A sessão que debateu os 30 anos do bloco contou com a presença do ministro da Economia, Paulo Guedes, e do ministro das Relações Exteriores, Carlos França. Também participaram a ex-ministra Zélia Cardoso de Mello e o ex-ministro Francisco Rezek, que integraram o governo à época da assinatura do Tratado de Assunção, que estabeleceu o Mercosul em março de 1991.

MODELO

O ministro Paulo Guedes lamentou que o Brasil pós-governo Collor não tenha dado sequência ao fortalecimento do Mercosul.

“Se tivéssemos seguido e perseverado com essa capacidade de antevisão que o presidente Collor e a sua equipe tiveram, com essa visão de integração regional entre os países, realmente o Brasil poderia estar hoje em outra posição muito melhor. Parabenizo o senador Collor pelo lançamento do Mercosul e acredito que devemos seguir esse caminho iniciado em 1991”, disse Guedes.

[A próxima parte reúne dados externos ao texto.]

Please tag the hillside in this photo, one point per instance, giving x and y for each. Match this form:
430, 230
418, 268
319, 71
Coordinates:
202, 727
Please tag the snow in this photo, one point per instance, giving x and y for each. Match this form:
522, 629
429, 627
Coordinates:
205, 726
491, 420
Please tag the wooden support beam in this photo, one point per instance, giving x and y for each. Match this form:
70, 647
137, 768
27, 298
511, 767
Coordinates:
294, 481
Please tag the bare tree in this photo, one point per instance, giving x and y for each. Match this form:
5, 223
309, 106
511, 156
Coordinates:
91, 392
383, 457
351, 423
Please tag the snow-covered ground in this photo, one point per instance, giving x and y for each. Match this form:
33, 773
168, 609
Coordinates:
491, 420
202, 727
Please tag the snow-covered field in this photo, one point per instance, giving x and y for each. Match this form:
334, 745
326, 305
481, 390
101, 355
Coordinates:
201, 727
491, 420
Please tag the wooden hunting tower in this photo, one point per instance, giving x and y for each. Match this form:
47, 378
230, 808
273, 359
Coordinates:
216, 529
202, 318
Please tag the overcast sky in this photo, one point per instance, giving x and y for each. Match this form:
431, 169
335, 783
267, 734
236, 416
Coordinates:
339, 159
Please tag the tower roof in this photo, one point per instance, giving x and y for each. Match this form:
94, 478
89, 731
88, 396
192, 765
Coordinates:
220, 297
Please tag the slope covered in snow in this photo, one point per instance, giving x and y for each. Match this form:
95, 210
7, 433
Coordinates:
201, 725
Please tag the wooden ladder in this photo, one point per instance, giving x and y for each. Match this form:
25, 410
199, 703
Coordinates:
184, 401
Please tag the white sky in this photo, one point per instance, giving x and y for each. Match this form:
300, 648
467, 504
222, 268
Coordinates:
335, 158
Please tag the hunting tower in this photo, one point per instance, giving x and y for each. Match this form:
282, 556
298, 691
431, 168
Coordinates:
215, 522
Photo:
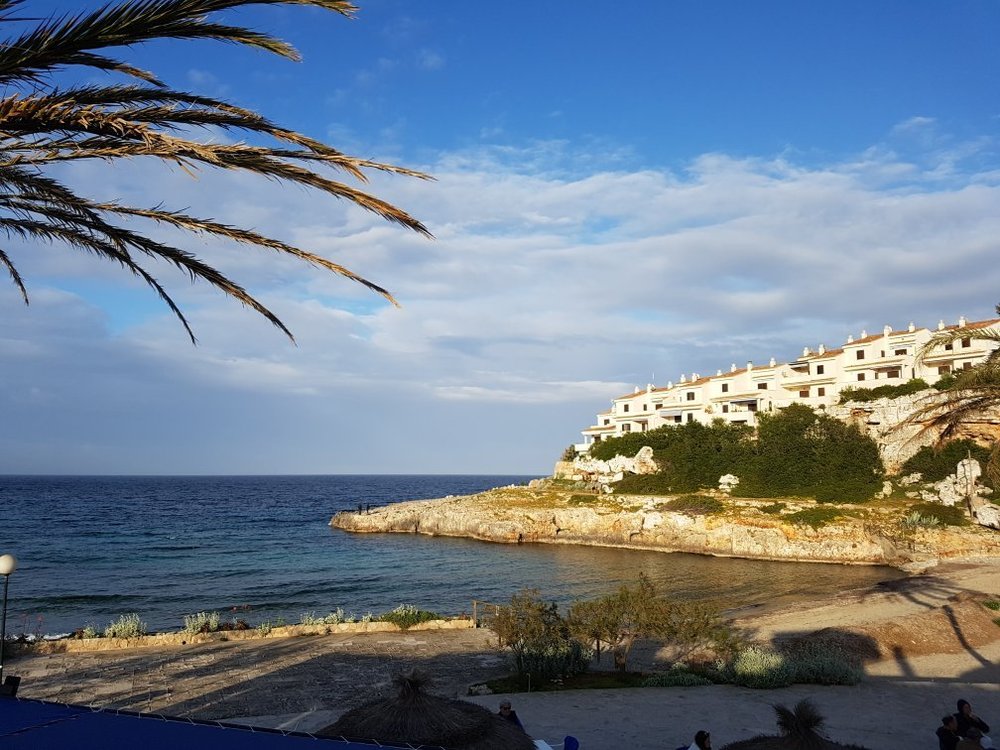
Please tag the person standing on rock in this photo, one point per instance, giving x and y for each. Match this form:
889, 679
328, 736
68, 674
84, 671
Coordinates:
968, 720
947, 733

O ministro das Relações Exteriores, Carlos França, reconheceu o importante papel que Collor teve para consolidar o bloco do Mercosul. O chanceler avalia também que o Tratado de Assunção foi a conclusão de um processo de superação da rivalidade do Brasil com os nossos vizinhos, por uma visão baseada na cooperação regional. “A atuação de Collor foi determinante na criação do Mercosul, tal como o conhecemos. A assinatura do Tratado foi marco fundamental para inserção do Brasil na região e no mundo. No ato, o Brasil deu o mais importante passo em favor da integração da América Latina”, expressou ele.